Friends of Marlaina Curtis thought she was crazy when she announced she wanted to be a TV chef – and compete with the slew of cooking shows already on our screens.
But with sheer grit and determination, the Taranaki woman has made it to national television – producing and presenting her own cooking show, and bypassing the normal route to become New Zealand’s newest culinary celebrity.
She’s never competed in a cooking contest or owned a chain of fancy restaurants. Instead, the vivacious mum of three, who started off posting online clips of herself cooking at home, has used good old Kiwi ingenuity to get her show, Marlaina’s Kitchen, on air.
“I didn’t want to be that person sitting on the sofa, watching these shows and talking about doing it,” says Marlaina, who once auditioned unsuccessfully to appear on Hell’s Kitchen.
“People were telling me there were enough cooking shows, but I didn’t listen to any of that. I had a picture in my mind of what I wanted to do. I can cook, I can present and I love to laugh. I just thought, why not give it a go?”

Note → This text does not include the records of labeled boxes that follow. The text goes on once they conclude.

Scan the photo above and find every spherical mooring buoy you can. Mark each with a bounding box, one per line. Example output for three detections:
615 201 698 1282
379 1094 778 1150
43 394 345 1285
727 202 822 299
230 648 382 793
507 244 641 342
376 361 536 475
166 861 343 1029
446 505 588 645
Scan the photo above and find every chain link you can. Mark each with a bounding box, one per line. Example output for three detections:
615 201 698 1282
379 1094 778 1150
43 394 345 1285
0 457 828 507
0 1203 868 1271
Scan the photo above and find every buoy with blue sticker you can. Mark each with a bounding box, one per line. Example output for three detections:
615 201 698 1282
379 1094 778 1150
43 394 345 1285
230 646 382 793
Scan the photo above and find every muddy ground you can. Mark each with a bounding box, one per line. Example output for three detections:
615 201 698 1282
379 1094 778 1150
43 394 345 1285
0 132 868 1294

Her style and enthusiasm is so engaging, it’s surprising to learn she suffers from a rare illness. Marlaina has sickle-cell anaemia, a genetic blood disorder which sees her constantly battling fatigue, pain, arthritis and bacterial infections. Despite the symptoms, Marlaina tries hard to ensure she’s always at her best in front of the cameras.
“It’s like having labour pains, it’s that severe. I take medication to control it. It doesn’t stop me from doing what I love.”

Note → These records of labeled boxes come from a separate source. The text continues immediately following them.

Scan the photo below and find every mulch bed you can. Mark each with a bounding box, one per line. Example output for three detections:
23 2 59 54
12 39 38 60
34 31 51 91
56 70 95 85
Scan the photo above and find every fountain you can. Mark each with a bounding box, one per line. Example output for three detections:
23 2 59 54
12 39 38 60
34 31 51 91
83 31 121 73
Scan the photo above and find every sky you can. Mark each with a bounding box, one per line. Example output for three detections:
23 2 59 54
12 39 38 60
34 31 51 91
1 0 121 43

Marlaina moved to New Plymouth from the UK 16 years ago with her family – husband Greg Chapman (47), and children Shukura (22) and Sigourney (17). The couple also now have a son, Jazz (11).
In London, she appeared in The Bill and Eastenders, and moved to New Zealand to escape the increasing racism she was experiencing.
“I didn’t want my children to suffer,” she admits.
Adapting to the New Zealand lifestyle, Marlaina dug her heels in by running her own performance school in Taranaki and becoming a local personality. But she has always set her sights high.
“I’m no Jamie Oliver or Chef [Gordon] Ramsay, but I loved hosting dinner parties and wanted to share my passion and knowledge. There were lots of cooking shows – and I believed that I could offer something different.”
The former model prepared for her new career by talking to herself as she was preparing dinner.
“It’s not as easy as it looks, talking and cooking at the same time. But the more I did it, the more comfortable I became.”Her mother, who was a professional chef, was also an inspiration.
“If you wanted to learn from her, you had to stand by and watch – she didn’t believe in recipes. It was all about the taste,” she explains.
Once she perfected the art of talking and cooking at the same time, Marlaina produced and funded a sample programme, using her own kitchen, to send to networks. Prime TV quickly snapped it up.
Marlaina’s Kitchen, which screens on Saturday afternoons, was made on a shoestring budget, and features Marlaina preparing a range of quick and easy meals for those who don’t normally have time to cook.
“Everything is about speed, presentation and taste. It’s devised for busy people, who can change it up and try their own thing,” she says. The half-hour show ends this month, but Marlaina is already devising her next TV project – a talk show where she interacts with local celebrities.
“I feel really honoured that people in New Zealand have let me into their homes and allowed me to share my love for cooking. If you invest some money and believe in yourself, then it pays off.”
She encourages everyone with dreams to pursue them, and offers some sound advice.
“I tell people what I’m going to do, therefore I take ownership of it. If I fail, then at least I tried. The failures make you who you are, and help you grow.”